1 compression ratio test file storage
1.1 Test Data
HTTPS: // github.com / liufengji / Compression_Format_Data log .txt size 18. A . 1 M
1.2 TextFile
-
Creating tables, storing data in the format TextFile
create table log_text ( track_time string, url string, session_id string, referer string, ip string, end_user_id string, city_id string ) row format delimited fields terminated by '\t' stored as textfile ;
-
Loading data into the table
load data local inpath '/home/hadoop/log.txt' into table log_text ;
-
View the table amounts of data
dfs -du -h /user/hive/warehouse/log_text; +------------------------------------------------+--+ | DFS Output | +------------------------------------------------+--+ | 18.1 M /user/hive/warehouse/log_text/log.txt | +------------------------------------------------+--+
1.3 Parquet
-
Creating tables, storing data in the format of parquet
create table log_parquet ( track_time string, url string, session_id string, referer string, ip string, end_user_id string, city_id string ) row format delimited fields terminated by '\t' stored as parquet;
-
Loading data into the table
insert into table log_parquet select * from log_text;
-
View the table amounts of data
dfs -du -h /user/hive/warehouse/log_parquet; +----------------------------------------------------+--+ | DFS Output | +----------------------------------------------------+--+ | 13.1 M /user/hive/warehouse/log_parquet/000000_0 | +----------------------------------------------------+--+
1.4 ORC
-
Creating tables, storing data in the format of ORC
create table log_orc ( track_time string, url string, session_id string, referer string, ip string, end_user_id string, city_id string ) row format delimited fields terminated by '\t' stored as orc ;
-
Loading data into the table
insert into table log_orc select * from log_text ;
-
View the table amounts of data
dfs -du -h /user/hive/warehouse/log_orc; +-----------------------------------------------+--+ | DFS Output | +-----------------------------------------------+--+ | 2.8 M /user/hive/warehouse/log_orc/000000_0 | +-----------------------------------------------+--+
1.5 storage file compression ratio summary
ORC > Parquet > textFile
2, the file is stored query speed test
2.1 TextFile
select count(*) from log_text; +---------+--+ | _c0 | +---------+--+ | 100000 | +---------+--+ 1 row selected (16.99 seconds)
2.2 Parquet
select count(*) from log_parquet; +---------+--+ | _c0 | +---------+--+ | 100000 | +---------+--+ 1 row selected (17.994 seconds)
2.3 ORC
select count(*) from log_orc; +---------+--+ | _c0 | +---------+--+ | 100000 | +---------+--+ 1 row selected (15.943 seconds)

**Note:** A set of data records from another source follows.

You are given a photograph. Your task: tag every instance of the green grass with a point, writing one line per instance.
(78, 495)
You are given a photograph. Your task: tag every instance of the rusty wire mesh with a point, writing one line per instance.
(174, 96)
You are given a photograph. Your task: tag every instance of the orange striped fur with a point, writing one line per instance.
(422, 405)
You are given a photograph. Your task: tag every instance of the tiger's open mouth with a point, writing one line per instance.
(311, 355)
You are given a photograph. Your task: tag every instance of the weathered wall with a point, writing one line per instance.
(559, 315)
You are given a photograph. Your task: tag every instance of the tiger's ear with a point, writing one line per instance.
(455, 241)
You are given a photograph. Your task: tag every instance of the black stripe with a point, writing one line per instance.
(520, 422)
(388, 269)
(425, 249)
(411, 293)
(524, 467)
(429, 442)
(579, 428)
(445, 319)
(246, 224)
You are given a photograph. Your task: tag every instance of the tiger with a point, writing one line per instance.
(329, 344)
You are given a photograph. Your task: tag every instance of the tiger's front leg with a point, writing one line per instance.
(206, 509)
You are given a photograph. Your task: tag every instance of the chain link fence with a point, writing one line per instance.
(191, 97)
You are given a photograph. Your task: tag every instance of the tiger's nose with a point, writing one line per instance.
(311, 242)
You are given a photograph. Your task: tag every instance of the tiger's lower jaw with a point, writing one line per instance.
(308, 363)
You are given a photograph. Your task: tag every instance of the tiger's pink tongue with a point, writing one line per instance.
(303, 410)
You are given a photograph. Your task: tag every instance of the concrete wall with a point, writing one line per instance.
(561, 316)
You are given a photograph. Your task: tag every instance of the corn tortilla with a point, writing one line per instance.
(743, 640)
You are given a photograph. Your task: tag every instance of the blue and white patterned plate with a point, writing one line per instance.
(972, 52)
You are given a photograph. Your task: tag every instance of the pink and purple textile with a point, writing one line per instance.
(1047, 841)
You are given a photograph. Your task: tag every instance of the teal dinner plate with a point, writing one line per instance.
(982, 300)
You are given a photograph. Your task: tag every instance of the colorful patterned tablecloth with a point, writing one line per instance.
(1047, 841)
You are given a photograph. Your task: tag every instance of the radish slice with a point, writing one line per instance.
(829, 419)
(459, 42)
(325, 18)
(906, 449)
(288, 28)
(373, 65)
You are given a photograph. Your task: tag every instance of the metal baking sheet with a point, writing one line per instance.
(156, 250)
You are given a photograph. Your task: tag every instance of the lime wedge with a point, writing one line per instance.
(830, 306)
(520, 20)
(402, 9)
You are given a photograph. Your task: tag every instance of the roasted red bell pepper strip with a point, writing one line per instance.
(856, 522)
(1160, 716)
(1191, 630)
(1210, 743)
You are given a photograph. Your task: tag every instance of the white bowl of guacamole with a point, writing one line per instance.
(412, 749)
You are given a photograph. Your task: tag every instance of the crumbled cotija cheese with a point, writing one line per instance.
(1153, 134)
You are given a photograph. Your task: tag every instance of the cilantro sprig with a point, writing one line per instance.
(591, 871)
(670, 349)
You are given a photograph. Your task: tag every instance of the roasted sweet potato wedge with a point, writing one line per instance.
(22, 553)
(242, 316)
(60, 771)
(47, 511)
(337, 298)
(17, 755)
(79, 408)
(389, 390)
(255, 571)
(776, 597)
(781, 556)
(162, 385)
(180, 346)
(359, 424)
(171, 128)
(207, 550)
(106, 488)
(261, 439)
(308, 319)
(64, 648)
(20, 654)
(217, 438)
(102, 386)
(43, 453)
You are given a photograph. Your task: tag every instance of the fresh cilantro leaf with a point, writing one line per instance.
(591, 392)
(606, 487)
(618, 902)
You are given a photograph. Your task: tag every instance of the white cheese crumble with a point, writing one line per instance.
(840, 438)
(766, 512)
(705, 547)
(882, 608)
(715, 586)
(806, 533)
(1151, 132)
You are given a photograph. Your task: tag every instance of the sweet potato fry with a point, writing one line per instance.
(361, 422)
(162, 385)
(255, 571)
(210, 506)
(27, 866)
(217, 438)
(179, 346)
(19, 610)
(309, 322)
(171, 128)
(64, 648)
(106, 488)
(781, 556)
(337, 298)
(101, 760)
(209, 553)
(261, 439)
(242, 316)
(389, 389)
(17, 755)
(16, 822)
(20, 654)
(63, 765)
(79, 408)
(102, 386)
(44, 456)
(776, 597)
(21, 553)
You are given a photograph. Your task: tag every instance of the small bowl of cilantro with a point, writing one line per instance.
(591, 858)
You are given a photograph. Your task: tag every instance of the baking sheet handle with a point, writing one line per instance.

2.4 the file is stored query speed summary
ORC > TextFile > Parquet
3, in conjunction with storage and compression
-
The advantage of using compression is to minimize the required disk storage space and reduce disk and network operation io
-
Official website address
-
ORC supports three compression: ZLIB, SNAPPY, NONE. The last is not compressed, ORC uses a default ZLIB compression .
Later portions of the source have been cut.